Quando il Vagabondo terminò il suo canto, il Principe aveva le lacrime agli occhi.
Supplicò: «Ancora. Ancora una volta, ti prego.»
Il Vagabondo annuì. Si schiarì la gola e tentò di riprendere.
Ma Alì, apparso sulla terrazza della sua lussuosa residenza, lo precedette.
E il Vagabondo, sorridendo al principe come se se lo aspettasse, subito si trattenne.
La nota sbagliata era stata giusta. Il Cantante non aveva resistito a quella imperfezione e finalmente aveva sentito il bisogno di cantare.
Il canto si dispiegò: puro, limpido, perfetto. Il Principe, che pure si era commosso sentendo cantare Vagabondo, stavolta era come pietrificato. Aveva il respiro trattenuto. Si sentiva trasportato in cielo. E fu preso da un’emozione mai provata. Avvolto da un senso di bellezza sconfinato, apprese per la prima volta, con il cuore e con la mente, il legame stretto con l’universo, sperimentando l’essenza di un sentimento profondo e intimo di unità e di armonia.
Terminato il canto, Alì abbandonò la terrazza e rientrò in casa.
Per tutta la notte il Principe sentì risuonare dentro l’anima la magia di quella melodia e di quella voce. Era incredibile come anche una semplice canzone potesse far vivere sensazioni così intense, tenere e soavi e al tempo stesso inquiete e infelici.
Il Principe fece recapitare al Cantante un dono prezioso.
Ringraziò Vagabondo per la sua opera di intercessione e gli propose di diventare suo consigliere principale per tutti gli affari del regno.
Ma Vagabondo rifiutò, spiegando:
«Tre condizioni sono state necessarie perché tu udissi quello che hai udito: la presenza di Alì, la presenza tua e la presenza di un uomo che stabilisse il legame indispensabile fra te e Alì».
«Che cosa vuoi dire?», chiese il Principe.
«Quello che è stato vero per quel cantante e quella canzone, vale per ogni insegnamento. Occorrono il momento giusto, il luogo e l’uomo».
«Vuoi dire che dobbiamo aspettare, tu e io, fino a quando non si siano realizzate queste tre condizioni?».

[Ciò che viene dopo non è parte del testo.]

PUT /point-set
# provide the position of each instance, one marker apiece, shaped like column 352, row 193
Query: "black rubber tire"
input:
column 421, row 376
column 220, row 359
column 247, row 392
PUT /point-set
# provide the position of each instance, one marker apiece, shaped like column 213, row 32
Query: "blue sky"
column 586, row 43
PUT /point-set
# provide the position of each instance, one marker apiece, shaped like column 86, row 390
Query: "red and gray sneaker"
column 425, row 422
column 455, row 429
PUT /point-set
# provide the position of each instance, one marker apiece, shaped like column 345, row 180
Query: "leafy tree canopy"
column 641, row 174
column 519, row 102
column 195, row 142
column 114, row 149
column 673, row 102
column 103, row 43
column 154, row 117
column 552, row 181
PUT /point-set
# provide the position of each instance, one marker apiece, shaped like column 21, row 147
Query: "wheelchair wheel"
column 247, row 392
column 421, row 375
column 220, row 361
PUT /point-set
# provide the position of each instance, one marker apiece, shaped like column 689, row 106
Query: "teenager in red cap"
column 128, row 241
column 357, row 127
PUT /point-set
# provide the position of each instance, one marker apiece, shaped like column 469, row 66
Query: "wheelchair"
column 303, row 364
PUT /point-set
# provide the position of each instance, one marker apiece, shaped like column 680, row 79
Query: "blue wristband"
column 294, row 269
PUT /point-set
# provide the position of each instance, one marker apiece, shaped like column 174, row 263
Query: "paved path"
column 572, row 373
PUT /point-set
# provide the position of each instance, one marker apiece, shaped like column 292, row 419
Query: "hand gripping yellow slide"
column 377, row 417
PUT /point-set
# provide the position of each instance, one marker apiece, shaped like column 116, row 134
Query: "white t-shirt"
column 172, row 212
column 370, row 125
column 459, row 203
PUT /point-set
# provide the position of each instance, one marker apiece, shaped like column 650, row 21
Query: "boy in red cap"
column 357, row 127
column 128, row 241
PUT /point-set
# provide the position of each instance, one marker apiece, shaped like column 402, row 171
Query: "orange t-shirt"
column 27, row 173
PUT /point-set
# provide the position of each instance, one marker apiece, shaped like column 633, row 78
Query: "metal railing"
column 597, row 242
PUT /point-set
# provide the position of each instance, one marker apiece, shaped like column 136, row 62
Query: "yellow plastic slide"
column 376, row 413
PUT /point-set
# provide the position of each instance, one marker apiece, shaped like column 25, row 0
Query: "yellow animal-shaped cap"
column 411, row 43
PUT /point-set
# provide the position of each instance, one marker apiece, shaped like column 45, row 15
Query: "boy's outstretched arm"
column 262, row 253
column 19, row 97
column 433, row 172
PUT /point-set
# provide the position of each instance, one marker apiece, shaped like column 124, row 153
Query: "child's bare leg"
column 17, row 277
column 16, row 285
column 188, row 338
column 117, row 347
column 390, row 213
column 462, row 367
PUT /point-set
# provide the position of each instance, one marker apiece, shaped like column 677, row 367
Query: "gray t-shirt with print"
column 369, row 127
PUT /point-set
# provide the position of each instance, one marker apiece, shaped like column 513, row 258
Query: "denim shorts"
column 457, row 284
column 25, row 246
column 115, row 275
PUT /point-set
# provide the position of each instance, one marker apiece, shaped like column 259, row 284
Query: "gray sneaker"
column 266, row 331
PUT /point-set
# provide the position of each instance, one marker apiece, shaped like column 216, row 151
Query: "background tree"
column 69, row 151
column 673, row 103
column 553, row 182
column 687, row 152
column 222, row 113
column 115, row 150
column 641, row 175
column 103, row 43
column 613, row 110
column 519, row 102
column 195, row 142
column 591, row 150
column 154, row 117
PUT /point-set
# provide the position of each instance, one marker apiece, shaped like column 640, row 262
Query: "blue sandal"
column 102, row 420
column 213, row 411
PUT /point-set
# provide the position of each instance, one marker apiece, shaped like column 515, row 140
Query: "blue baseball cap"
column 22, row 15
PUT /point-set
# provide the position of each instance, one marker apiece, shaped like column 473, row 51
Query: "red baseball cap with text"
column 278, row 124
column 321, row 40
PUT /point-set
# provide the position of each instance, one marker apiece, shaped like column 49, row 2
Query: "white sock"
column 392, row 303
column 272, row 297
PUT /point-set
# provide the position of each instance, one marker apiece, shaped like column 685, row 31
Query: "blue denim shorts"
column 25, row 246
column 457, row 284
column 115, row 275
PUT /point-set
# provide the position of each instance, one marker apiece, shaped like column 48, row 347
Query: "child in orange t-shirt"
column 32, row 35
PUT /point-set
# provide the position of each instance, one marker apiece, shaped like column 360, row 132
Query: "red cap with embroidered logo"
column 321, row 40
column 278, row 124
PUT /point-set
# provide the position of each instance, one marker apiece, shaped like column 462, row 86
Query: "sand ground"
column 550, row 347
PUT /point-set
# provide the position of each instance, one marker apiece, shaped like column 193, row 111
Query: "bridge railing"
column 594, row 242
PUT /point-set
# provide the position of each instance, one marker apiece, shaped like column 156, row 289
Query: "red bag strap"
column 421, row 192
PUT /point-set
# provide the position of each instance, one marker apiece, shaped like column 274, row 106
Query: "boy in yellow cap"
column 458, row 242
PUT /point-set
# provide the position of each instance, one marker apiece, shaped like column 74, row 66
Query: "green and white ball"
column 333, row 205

«Ho detto quel che ho detto», rispose Vagabondo.
E si congedò con il solito inchino.
L’indomani, alle 9, il Principe e Vagabondo erano seduti al grande tavolo della sala del palazzo.

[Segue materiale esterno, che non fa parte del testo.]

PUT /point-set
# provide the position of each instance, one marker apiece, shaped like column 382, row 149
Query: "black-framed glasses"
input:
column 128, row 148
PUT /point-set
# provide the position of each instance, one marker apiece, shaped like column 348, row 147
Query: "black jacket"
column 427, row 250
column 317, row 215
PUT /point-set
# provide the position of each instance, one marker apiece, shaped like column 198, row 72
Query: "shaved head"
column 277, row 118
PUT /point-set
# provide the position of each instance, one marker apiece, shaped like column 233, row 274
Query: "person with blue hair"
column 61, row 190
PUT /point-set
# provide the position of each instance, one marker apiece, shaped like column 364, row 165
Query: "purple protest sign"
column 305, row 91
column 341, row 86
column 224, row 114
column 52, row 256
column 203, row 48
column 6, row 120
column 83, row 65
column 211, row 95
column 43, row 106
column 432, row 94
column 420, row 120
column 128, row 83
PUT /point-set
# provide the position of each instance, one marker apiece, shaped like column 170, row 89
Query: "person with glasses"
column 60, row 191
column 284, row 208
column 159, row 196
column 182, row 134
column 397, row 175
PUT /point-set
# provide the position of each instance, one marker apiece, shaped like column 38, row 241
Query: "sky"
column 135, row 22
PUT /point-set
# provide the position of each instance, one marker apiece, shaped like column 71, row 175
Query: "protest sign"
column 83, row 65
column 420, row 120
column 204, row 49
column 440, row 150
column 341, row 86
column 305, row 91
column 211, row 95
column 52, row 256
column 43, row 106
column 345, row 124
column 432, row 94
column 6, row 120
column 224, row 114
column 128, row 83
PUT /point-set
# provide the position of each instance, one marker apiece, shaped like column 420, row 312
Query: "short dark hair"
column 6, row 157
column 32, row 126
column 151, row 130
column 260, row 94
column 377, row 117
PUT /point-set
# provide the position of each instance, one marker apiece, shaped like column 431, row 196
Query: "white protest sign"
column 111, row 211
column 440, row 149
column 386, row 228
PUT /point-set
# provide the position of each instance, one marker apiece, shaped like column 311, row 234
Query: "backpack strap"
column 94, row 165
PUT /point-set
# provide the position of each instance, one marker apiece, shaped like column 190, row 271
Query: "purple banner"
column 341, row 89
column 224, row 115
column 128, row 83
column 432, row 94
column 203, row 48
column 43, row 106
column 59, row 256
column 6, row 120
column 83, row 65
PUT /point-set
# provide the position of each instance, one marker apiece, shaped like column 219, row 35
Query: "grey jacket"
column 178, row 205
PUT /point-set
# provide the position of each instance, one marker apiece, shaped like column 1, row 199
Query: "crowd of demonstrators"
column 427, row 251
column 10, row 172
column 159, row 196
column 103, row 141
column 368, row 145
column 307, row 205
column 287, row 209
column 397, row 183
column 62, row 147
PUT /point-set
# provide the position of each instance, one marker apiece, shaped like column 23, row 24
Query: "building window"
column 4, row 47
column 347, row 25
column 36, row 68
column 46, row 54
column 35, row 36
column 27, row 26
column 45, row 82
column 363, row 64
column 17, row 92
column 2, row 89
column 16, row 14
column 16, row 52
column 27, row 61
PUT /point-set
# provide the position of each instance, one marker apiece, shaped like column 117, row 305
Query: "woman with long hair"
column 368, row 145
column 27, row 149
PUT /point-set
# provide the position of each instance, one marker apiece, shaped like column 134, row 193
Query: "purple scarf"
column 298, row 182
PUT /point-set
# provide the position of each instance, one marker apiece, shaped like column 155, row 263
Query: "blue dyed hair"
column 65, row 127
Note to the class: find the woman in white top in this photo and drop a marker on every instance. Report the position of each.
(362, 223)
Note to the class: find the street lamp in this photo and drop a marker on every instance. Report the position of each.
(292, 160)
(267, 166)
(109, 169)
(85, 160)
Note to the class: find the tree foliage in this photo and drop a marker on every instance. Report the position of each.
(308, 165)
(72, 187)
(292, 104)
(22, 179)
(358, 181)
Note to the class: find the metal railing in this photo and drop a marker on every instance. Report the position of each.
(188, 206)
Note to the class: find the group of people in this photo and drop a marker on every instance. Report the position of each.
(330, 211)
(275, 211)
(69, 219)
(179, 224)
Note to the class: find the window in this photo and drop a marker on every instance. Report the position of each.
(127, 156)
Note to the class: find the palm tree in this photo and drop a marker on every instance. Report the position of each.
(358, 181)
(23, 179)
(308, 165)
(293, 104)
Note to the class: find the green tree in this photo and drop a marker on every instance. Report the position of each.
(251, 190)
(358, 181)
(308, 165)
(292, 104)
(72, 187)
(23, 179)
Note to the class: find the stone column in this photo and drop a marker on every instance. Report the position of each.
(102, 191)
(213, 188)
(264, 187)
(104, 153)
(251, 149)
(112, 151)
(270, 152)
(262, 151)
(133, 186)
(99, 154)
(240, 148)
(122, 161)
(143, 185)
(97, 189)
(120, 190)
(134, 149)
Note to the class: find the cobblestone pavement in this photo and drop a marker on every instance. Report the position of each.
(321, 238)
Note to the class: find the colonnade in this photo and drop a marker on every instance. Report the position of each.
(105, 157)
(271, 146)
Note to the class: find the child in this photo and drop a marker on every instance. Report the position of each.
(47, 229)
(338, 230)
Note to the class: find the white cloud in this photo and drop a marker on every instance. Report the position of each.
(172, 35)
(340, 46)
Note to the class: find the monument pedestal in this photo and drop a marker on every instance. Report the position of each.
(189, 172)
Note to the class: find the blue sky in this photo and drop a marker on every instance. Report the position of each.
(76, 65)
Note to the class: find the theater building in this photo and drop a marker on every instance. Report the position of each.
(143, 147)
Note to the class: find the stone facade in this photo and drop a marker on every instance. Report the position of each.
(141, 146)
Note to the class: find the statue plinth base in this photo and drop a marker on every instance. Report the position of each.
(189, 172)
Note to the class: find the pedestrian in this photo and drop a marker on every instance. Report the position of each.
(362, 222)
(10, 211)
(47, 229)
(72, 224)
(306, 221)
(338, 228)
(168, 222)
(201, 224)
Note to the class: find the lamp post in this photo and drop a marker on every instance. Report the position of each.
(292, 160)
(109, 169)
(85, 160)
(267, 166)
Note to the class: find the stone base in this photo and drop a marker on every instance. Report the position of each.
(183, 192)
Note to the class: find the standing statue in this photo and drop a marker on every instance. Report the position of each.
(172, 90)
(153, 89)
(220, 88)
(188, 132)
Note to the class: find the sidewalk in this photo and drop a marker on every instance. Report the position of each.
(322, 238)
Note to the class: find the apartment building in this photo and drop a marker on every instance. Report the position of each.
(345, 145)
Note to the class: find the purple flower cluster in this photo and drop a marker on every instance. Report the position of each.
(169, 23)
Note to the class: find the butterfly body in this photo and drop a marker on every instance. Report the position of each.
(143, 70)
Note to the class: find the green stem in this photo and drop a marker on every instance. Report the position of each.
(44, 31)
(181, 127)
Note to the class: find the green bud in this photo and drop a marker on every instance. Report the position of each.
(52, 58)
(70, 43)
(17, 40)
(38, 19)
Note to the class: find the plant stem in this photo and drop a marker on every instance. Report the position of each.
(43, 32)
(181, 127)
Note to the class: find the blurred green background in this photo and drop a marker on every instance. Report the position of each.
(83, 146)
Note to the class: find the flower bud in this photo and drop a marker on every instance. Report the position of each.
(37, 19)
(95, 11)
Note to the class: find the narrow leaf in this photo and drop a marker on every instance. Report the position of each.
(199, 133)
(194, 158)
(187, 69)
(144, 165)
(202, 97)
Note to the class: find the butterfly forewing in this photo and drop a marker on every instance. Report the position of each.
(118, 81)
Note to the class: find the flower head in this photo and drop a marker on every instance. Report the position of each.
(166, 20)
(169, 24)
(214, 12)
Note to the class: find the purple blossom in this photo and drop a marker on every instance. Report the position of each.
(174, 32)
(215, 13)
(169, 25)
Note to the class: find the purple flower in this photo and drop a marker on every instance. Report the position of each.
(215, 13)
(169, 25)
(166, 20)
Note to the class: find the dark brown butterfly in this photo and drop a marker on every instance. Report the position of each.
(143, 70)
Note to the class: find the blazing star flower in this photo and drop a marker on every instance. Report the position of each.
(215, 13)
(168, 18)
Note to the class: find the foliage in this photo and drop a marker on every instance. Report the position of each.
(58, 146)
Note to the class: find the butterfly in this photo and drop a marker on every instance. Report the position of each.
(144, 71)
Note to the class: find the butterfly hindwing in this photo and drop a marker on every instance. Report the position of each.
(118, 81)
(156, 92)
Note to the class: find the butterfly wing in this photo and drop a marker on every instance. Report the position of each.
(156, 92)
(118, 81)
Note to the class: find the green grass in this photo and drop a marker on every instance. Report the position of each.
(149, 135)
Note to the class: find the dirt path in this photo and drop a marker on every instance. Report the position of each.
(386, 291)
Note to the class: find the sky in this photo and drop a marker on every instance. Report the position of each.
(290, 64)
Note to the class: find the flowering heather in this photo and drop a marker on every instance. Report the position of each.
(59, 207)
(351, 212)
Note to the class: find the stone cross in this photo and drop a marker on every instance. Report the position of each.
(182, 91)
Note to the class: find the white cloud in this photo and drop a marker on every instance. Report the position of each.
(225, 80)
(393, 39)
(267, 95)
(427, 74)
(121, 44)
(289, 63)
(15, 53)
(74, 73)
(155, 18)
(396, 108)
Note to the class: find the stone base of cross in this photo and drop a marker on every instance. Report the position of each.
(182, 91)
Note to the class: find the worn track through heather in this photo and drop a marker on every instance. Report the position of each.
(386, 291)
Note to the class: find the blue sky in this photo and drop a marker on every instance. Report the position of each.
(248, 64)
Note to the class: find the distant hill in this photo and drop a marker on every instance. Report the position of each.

Ambedue silenziosi. Come sempre.
Il Principe aspettava.
*** Massimo Ferrario, Il Principe e il Vagabondo, 2013-2015, per Mixtura - Riscrittura di una famosa storia sufi, riportata anche da Jean-Claude Carrière, Il derviscio e il celebre cantante, in Jean-Claude Carrière, Il circolo dei cantastorie. Storie, storielle e leggende filosofiche del mondo intero, 1998, Garzanti, Milano, 1998.